Все шишки достались Римме Анатольевне как дежурной акушерке, хотя лечащим врачом Инны был Рустам Ибрагимович, но он третий день температурил и не появлялся на отделении, чтобы не заражать пациенток, чей ослабленный иммунитет и так подвергался постоянным испытаниям.
– Вчера сердцебиение у плода было, – клялась акушерка. – Да, Ковальчук в последнее время чувствовала себя неважно, поэтому ей прописали капельницы и уколы, одну капельницу даже успели поставить, я планировала осмотреть ее после обеда, просто не успела…
– Вам не кажется, что вы сейчас злоупотребляете этим словом?
– Каким? – Римма Анатольевна вскинула на заведующего покрасневшие глаза и всхлипнула.

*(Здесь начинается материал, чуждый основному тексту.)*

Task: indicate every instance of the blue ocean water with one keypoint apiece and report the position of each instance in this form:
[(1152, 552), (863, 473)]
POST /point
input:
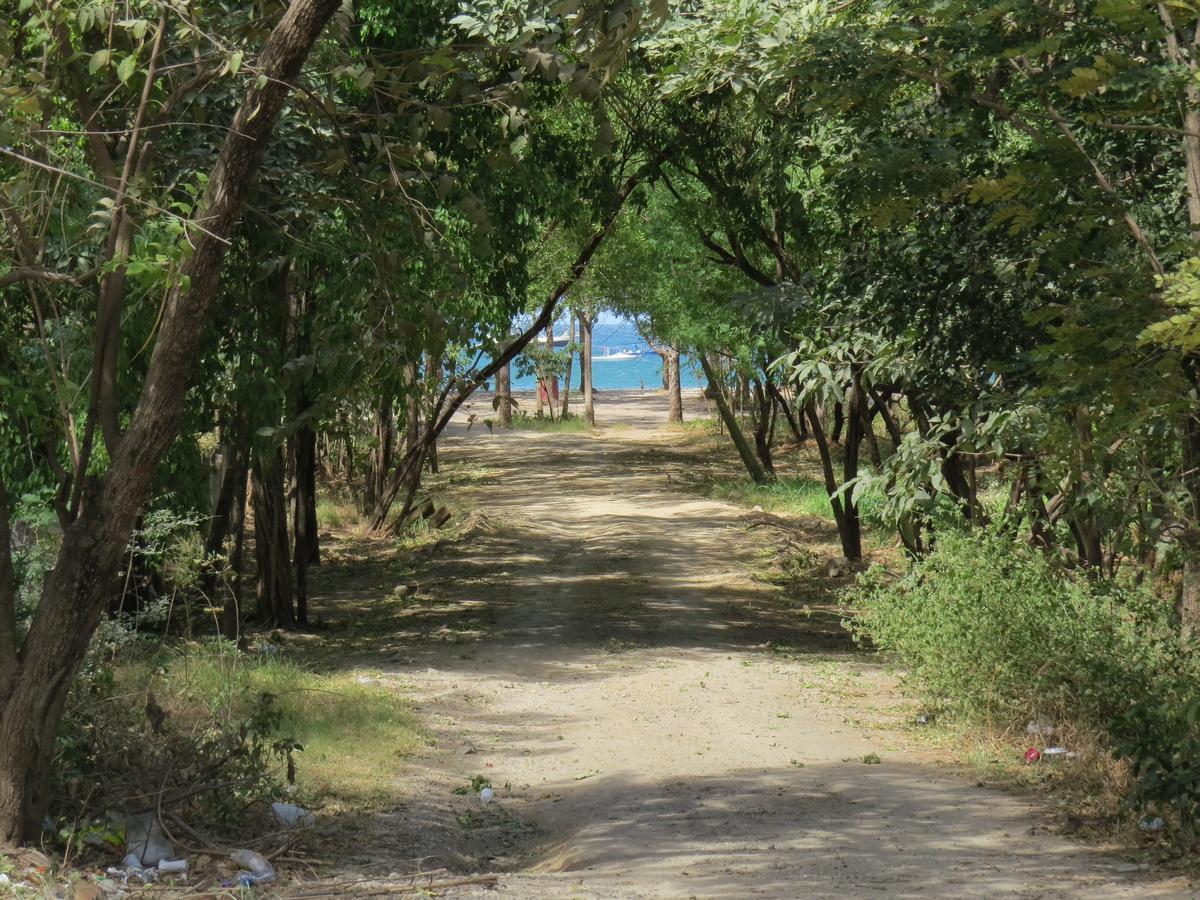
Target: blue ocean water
[(611, 335)]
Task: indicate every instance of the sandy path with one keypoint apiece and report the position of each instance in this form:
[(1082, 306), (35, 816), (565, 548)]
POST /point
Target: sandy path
[(605, 666)]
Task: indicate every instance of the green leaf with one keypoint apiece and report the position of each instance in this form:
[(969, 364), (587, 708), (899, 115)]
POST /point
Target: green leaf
[(126, 67), (99, 60)]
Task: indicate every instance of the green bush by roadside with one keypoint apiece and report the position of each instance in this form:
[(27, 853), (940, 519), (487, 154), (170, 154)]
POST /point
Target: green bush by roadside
[(997, 631)]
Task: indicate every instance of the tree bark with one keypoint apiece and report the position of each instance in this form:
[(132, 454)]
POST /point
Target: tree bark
[(33, 697), (379, 460), (306, 550), (231, 612), (748, 459), (567, 381), (504, 391), (675, 390), (845, 513), (275, 597), (589, 411)]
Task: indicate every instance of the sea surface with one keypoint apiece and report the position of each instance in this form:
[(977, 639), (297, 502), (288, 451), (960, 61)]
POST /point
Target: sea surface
[(613, 336)]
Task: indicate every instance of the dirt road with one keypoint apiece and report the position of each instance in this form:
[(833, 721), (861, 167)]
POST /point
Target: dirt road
[(658, 724)]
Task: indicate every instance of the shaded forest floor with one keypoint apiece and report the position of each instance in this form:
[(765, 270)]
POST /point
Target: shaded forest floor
[(658, 688)]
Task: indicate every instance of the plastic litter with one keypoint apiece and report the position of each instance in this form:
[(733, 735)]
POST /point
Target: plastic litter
[(126, 873), (256, 868), (145, 840), (1059, 753), (292, 816), (1041, 726)]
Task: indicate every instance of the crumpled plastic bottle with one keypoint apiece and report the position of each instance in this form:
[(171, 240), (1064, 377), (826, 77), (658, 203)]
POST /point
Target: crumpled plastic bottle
[(257, 870)]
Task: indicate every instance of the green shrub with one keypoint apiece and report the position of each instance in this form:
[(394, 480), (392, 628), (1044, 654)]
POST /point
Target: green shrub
[(999, 631)]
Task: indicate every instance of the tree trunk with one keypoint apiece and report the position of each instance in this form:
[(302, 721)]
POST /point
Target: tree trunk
[(379, 460), (844, 513), (850, 467), (748, 459), (34, 684), (567, 379), (675, 390), (795, 426), (839, 421), (304, 523), (762, 427), (275, 603), (504, 391), (231, 612), (1188, 604), (589, 411)]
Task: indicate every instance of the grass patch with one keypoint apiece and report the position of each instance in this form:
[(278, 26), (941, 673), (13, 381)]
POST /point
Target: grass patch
[(335, 511), (793, 496), (1000, 634), (354, 727), (570, 425)]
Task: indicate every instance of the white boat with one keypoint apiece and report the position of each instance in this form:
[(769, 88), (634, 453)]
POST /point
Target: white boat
[(615, 355)]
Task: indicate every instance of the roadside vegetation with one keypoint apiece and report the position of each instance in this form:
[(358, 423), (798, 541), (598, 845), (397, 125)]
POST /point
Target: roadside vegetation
[(939, 259)]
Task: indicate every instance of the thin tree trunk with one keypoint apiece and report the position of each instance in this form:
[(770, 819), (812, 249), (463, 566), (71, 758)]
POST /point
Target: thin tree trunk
[(504, 393), (675, 389), (567, 381), (748, 459), (231, 612), (34, 691), (275, 598), (379, 460), (789, 414), (844, 513), (589, 411), (307, 550), (762, 427)]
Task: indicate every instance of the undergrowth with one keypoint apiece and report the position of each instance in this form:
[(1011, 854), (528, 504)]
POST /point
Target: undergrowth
[(997, 633), (208, 736), (569, 425)]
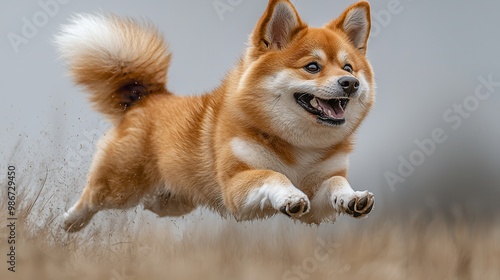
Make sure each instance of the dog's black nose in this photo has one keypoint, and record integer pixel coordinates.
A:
(349, 84)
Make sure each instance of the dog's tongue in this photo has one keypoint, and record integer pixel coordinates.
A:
(335, 112)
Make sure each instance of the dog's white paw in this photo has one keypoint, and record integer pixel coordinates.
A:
(355, 203)
(280, 197)
(294, 205)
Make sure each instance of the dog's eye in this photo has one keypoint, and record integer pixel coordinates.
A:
(348, 68)
(312, 67)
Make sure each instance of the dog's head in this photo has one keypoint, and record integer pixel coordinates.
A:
(311, 86)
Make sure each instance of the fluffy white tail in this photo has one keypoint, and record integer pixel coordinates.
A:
(118, 60)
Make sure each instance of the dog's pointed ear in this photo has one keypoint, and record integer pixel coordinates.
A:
(355, 21)
(277, 27)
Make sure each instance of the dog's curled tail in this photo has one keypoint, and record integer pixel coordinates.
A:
(118, 60)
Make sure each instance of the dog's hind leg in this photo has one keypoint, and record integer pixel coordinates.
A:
(120, 175)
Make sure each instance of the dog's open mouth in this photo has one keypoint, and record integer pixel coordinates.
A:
(328, 111)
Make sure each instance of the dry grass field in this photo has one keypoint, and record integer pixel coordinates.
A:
(135, 245)
(211, 248)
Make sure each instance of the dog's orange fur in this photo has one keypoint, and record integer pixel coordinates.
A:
(175, 153)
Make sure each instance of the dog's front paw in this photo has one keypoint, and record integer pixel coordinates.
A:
(357, 204)
(294, 204)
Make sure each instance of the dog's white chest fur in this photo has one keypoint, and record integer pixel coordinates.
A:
(307, 161)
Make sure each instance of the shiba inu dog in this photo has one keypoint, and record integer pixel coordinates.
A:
(274, 137)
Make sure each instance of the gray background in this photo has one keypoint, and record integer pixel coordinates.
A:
(427, 57)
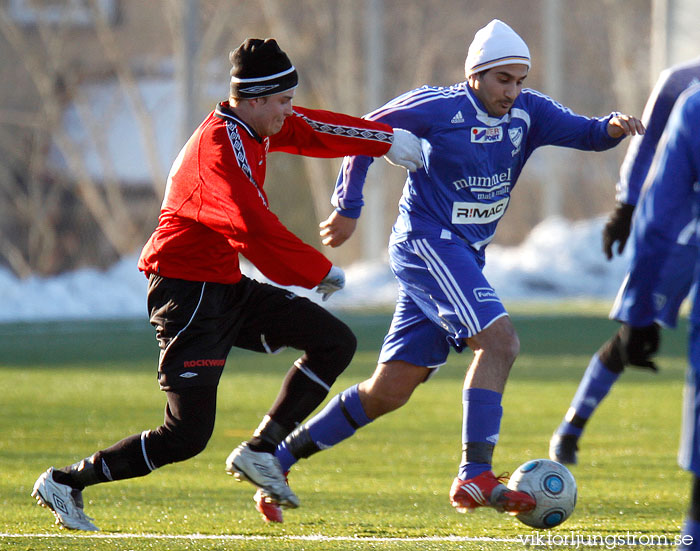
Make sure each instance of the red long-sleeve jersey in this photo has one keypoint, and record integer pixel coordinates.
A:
(215, 207)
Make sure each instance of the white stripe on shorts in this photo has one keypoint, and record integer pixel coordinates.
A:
(449, 286)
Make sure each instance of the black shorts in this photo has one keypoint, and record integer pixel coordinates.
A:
(197, 324)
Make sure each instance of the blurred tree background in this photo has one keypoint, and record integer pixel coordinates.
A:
(97, 97)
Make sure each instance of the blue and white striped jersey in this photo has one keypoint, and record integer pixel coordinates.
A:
(472, 161)
(671, 186)
(671, 83)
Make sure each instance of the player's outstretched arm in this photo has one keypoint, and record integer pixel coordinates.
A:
(337, 229)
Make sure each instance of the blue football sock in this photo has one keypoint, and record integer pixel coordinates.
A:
(594, 386)
(690, 536)
(481, 424)
(339, 420)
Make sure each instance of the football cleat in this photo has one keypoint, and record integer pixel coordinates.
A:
(65, 502)
(267, 507)
(487, 490)
(263, 470)
(563, 448)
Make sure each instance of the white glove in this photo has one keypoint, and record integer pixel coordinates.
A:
(334, 281)
(406, 150)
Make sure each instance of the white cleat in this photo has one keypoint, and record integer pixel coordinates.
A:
(65, 502)
(264, 471)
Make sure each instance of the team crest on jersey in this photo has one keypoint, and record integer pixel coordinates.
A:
(486, 135)
(516, 136)
(485, 294)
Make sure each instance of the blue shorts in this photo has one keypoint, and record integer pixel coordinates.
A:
(689, 452)
(443, 299)
(675, 281)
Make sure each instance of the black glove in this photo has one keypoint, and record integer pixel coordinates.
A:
(639, 344)
(617, 229)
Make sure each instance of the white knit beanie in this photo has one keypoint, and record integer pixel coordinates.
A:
(493, 45)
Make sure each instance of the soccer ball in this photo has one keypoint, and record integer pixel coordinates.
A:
(553, 487)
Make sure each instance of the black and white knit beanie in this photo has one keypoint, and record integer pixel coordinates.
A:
(260, 68)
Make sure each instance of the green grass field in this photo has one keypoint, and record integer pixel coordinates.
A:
(69, 389)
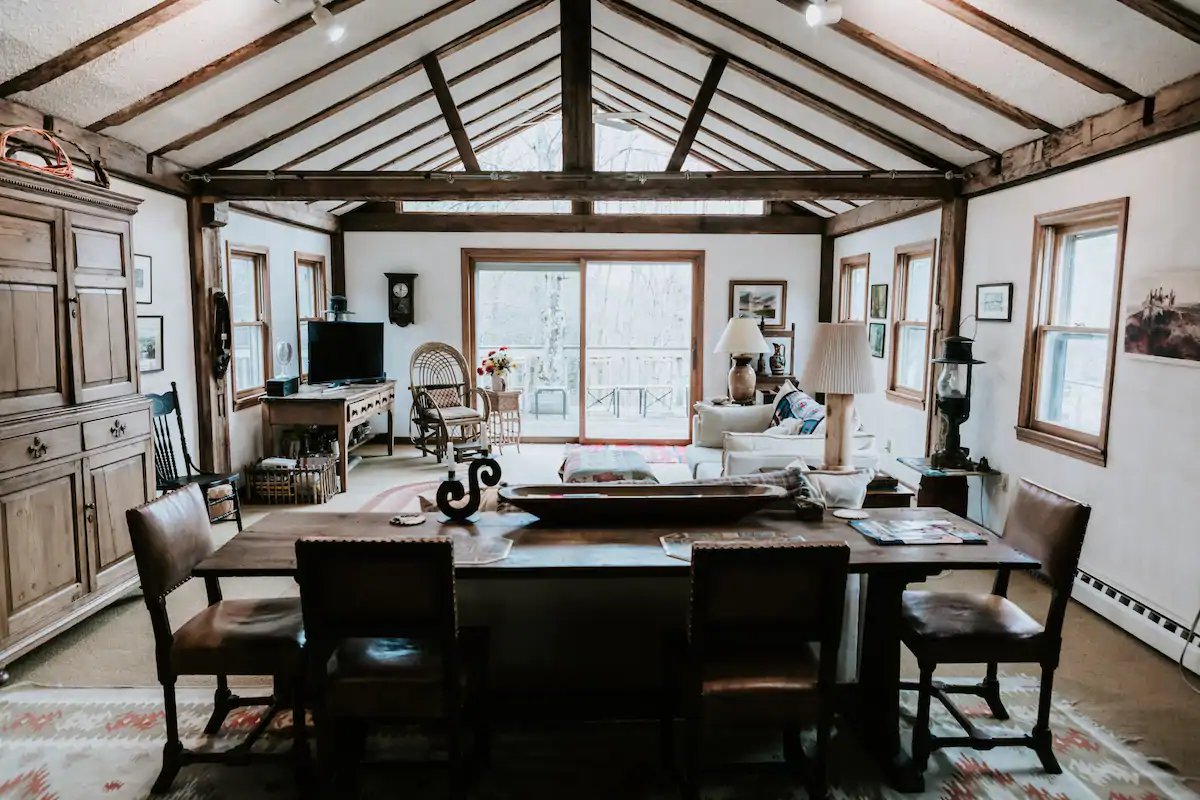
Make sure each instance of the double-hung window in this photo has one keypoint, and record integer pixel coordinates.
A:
(1071, 332)
(912, 286)
(250, 313)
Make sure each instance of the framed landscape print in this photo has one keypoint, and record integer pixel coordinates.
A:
(994, 302)
(880, 301)
(766, 300)
(143, 278)
(877, 335)
(150, 344)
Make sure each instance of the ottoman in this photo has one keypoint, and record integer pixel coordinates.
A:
(606, 465)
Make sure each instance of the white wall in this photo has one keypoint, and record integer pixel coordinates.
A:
(1143, 535)
(160, 230)
(437, 259)
(895, 425)
(283, 241)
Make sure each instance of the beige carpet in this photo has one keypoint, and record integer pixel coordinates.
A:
(1115, 679)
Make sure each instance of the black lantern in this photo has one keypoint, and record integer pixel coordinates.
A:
(953, 389)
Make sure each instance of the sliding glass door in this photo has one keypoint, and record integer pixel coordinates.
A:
(606, 343)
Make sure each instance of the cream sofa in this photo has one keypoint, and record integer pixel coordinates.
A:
(733, 440)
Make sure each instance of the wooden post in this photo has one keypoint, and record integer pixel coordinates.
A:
(951, 259)
(204, 223)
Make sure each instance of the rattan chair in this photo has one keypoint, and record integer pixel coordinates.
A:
(443, 414)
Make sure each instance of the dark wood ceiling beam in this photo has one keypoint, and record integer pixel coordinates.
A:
(1171, 14)
(774, 119)
(396, 110)
(840, 78)
(696, 114)
(97, 46)
(256, 185)
(450, 112)
(220, 66)
(784, 86)
(417, 128)
(933, 72)
(1038, 50)
(460, 42)
(600, 223)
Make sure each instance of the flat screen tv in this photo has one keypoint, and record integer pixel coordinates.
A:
(345, 352)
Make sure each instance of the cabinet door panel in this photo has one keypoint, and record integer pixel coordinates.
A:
(43, 570)
(117, 481)
(33, 326)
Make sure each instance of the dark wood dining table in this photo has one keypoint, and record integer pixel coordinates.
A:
(268, 548)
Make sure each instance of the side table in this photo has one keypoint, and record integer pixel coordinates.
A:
(504, 421)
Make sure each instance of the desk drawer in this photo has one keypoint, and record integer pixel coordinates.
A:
(35, 447)
(113, 429)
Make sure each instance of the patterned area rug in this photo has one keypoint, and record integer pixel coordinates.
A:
(652, 453)
(76, 744)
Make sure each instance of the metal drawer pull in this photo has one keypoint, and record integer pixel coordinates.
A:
(37, 449)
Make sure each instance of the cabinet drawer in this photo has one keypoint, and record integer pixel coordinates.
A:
(113, 429)
(45, 445)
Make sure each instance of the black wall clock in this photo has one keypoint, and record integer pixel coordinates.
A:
(401, 296)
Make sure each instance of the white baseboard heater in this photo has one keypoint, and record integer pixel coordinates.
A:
(1150, 625)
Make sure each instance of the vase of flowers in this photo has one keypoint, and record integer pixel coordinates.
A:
(498, 364)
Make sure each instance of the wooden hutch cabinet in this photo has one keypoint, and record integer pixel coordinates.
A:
(75, 433)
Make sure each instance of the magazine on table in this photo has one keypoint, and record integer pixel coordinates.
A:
(917, 531)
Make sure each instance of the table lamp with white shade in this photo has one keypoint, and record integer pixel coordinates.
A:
(839, 366)
(743, 341)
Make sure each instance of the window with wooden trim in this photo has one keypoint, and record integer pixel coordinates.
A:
(852, 288)
(912, 299)
(311, 301)
(250, 311)
(1071, 331)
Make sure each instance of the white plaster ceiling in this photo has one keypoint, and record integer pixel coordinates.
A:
(1103, 34)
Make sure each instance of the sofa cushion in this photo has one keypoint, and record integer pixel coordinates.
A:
(713, 421)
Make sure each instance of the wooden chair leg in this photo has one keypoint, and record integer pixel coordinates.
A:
(1043, 740)
(921, 733)
(173, 751)
(991, 692)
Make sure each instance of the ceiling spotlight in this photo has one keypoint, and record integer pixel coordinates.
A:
(822, 12)
(327, 22)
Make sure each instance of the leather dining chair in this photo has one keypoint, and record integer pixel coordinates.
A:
(384, 647)
(756, 612)
(171, 535)
(960, 627)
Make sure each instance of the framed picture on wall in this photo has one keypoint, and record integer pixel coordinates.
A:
(143, 278)
(879, 301)
(150, 344)
(994, 302)
(876, 334)
(766, 300)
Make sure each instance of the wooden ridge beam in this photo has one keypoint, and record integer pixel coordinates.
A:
(823, 70)
(791, 127)
(1038, 50)
(450, 112)
(238, 185)
(598, 223)
(1174, 110)
(933, 72)
(1170, 14)
(460, 42)
(220, 66)
(784, 86)
(696, 114)
(97, 46)
(396, 110)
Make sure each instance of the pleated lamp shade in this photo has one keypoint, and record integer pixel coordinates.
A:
(840, 361)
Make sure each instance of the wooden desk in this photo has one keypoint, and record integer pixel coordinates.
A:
(342, 408)
(268, 548)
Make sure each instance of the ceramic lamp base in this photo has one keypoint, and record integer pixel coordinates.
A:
(742, 379)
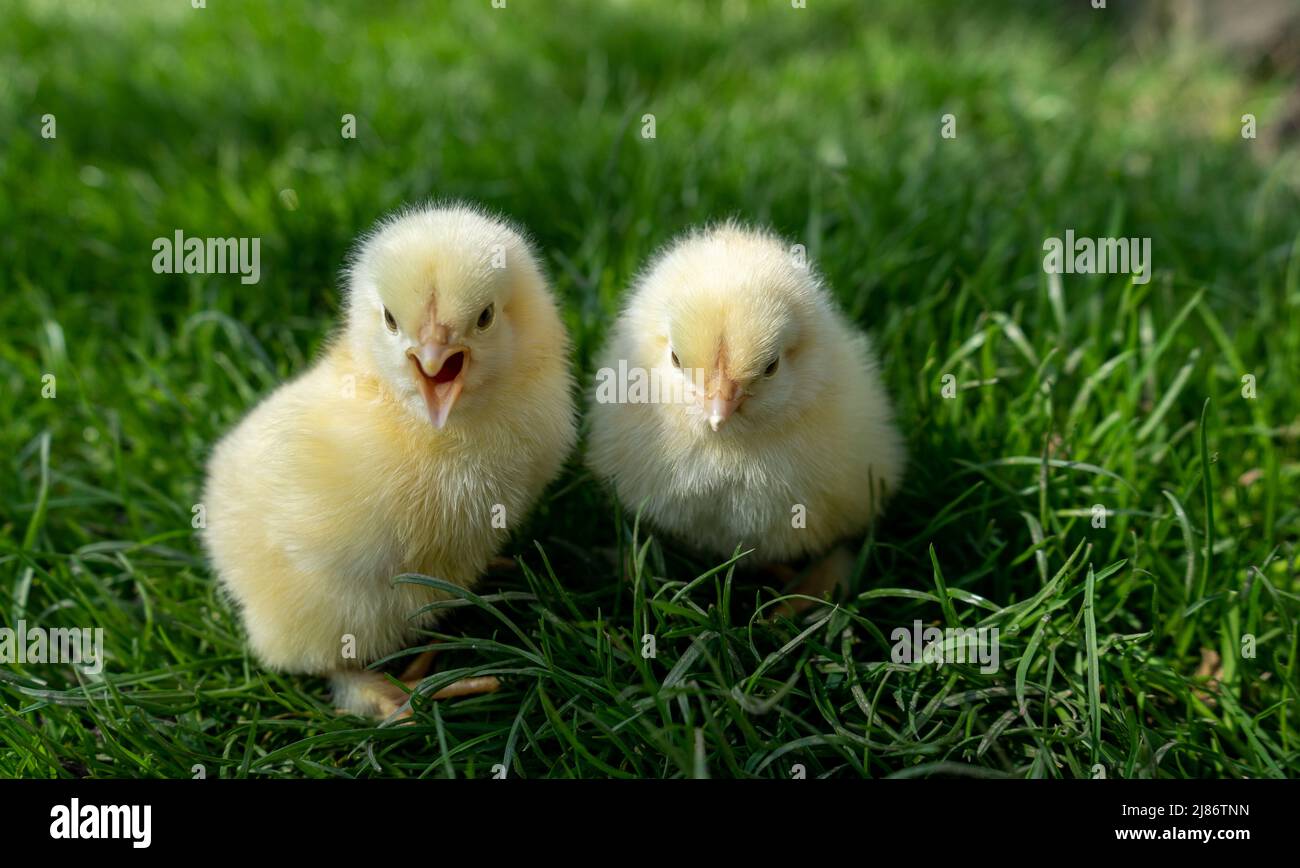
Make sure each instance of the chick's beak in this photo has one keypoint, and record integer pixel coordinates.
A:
(440, 370)
(722, 402)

– «Не успела» – не то слово, которое уместно употреблять в связи со смертью пациентки.
– Не делайте меня крайней! Вы прекрасно знаете, почему умерли Ковальчук и ее ребенок, Роберт Маркович правильно сказал. Я практикую уже двенадцать лет, и за это время у меня не было ни одной смерти – ни материнской, ни младенческой. И если уж на то пошло, Алексей Сергеевич, я считаю, это вы виноваты в гибели Ковальчук.
В кабинете повисла напряженная тишина.
Завотделением остался спокоен, только слегка побледнел.
– Объяснитесь, товарищ Беляева, – попросил он.
– Ковальчук значилась первой в списке женщин, подлежащих плодоразрушающей операции. Она бы ничего не почувствовала, ей просто ввели бы снотворное и отвезли в операционную, а потом сказали бы, что ребенок умер. Но вы убедили Амира Османовича подождать, и этим подписали Ковальчук смертный приговор.
– Можно без громких фраз? – поморщилась Гульнара Мусаевна.
Она тоже считала, что заведующий поступил опрометчиво, отложив операцию, но, в отличие от акушерки, не могла открыто заявить об этом. Как заместительница заведующего она обязана была во всем его поддерживать.
– Я говорю как есть! – резко повернулась к ней Римма Анатольевна.
Ее глаза, припухшие от слез, яростно сверкали. Ей больше нечего было терять, она понимала, что теперь ее точно уволят, и хотела напоследок высказать все, что накопилось.